Intrinsically Disordered Proteins

Elizabeth Rhoades was born and raised in Huntsville, Alabama. As a child, she loved reading and when she left for college, she intended to major in English at Duke University. After taking a Physics course to fulfill a distribution requirement during her first year, she switched gears and decided to pursue a Physics major.
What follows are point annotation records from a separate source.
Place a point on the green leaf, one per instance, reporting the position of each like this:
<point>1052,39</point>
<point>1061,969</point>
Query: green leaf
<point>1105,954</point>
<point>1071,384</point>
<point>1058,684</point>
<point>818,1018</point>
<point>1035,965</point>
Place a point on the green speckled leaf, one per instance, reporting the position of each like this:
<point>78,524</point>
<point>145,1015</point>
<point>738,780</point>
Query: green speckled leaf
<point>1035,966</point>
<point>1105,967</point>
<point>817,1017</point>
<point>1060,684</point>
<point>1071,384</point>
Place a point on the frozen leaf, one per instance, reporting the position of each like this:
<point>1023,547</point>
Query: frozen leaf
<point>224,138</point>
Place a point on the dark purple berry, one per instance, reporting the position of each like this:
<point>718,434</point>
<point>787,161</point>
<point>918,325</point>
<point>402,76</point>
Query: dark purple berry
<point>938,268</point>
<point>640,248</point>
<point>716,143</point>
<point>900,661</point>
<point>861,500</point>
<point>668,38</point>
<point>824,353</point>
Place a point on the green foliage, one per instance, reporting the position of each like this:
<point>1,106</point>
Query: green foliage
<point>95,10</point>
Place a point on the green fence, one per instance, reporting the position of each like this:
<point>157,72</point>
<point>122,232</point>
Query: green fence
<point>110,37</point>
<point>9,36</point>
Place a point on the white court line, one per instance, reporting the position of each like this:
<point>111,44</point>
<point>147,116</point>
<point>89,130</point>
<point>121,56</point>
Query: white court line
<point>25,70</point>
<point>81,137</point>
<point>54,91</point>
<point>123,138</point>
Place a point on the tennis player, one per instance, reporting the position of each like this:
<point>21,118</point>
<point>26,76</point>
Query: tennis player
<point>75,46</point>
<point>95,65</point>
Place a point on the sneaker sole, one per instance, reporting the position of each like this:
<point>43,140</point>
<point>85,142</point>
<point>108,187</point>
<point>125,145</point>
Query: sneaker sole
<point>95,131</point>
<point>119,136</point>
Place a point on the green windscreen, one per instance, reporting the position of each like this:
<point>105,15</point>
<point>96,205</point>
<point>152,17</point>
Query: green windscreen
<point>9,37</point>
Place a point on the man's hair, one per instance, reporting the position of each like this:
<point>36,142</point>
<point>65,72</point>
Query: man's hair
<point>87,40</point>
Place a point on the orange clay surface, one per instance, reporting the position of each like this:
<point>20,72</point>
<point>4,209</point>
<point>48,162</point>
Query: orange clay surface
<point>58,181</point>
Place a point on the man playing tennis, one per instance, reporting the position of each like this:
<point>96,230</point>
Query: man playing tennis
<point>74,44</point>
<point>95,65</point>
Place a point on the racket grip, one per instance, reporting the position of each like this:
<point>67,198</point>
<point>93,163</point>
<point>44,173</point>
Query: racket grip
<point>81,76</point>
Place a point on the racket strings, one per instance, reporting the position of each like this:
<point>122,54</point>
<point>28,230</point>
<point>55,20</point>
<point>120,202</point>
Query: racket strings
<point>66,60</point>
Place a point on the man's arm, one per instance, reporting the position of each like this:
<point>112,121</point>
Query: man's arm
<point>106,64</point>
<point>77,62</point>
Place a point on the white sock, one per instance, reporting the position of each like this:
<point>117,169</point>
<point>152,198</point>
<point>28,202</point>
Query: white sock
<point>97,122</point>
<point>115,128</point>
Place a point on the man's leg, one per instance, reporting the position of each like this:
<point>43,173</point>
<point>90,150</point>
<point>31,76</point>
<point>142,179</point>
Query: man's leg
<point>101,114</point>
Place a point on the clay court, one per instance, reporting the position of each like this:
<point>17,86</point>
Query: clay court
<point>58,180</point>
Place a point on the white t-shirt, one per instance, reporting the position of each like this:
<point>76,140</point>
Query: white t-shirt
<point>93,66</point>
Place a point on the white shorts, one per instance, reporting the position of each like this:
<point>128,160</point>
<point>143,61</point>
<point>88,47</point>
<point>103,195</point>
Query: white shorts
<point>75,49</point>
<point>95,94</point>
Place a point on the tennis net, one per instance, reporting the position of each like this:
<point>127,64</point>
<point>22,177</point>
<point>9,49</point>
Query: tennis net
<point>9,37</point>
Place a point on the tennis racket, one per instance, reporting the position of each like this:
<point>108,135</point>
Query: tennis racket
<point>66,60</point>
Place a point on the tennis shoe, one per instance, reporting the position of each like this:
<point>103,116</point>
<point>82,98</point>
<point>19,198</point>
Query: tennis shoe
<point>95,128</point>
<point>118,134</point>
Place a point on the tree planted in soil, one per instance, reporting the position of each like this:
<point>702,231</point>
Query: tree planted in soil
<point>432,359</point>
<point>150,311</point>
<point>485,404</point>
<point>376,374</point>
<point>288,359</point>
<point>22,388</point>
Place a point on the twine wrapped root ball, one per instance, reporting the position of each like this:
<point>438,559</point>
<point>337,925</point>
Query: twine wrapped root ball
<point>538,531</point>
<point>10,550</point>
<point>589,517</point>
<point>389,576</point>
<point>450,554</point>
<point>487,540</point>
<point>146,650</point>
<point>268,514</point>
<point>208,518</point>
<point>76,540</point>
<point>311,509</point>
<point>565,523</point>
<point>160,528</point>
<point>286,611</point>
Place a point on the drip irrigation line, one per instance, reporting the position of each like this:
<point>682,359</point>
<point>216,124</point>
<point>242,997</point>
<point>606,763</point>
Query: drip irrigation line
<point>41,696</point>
In between her junior and senior years, she spent a summer at the University of Tennessee in a REU program, where she discovered biophysics. Liz earned her Ph.D. in 2001 from the Biophysics Research Division at the University of Michigan, working with Ari Gafni, a biophysical chemist, and Ducan Steel, a physicist, on understanding amyloid aggregation. It was in the Gafni-Steel lab that she became interested in understanding the physico-chemical basis of protein structure and dynamics and the power of fluorescence spectroscopy as a tool. She spent 2.5 years as a postdoctoral fellow with Gilad Haran at the Weizmann Institute, applying single molecule fluorescence to the study of protein folding, and then an additional 2.5 years as a postdoc in Watt Webb’s lab at Cornell University. In 2006, Liz joined the faculty in the Molecular Biophysics & Biochemistry Department at Yale University, where she rose through the academic ranks. She moved to the Chemistry Department at the University of Pennsylvania in 2016. In her independent career, her research focuses on understanding both functional and dysfunctional aspects of intrinsically disordered proteins, with a focus on several implicated in neurodegeneration. She has served as chair of the Intrinsically Disordered Protein Subgroup of the Biophysical Society and currently serves as Associate Editor of the Proteins section of the Biophysical Journal. Her husband is also a scientist/professor and she has two young sons who plan to be superheroes when they grow up.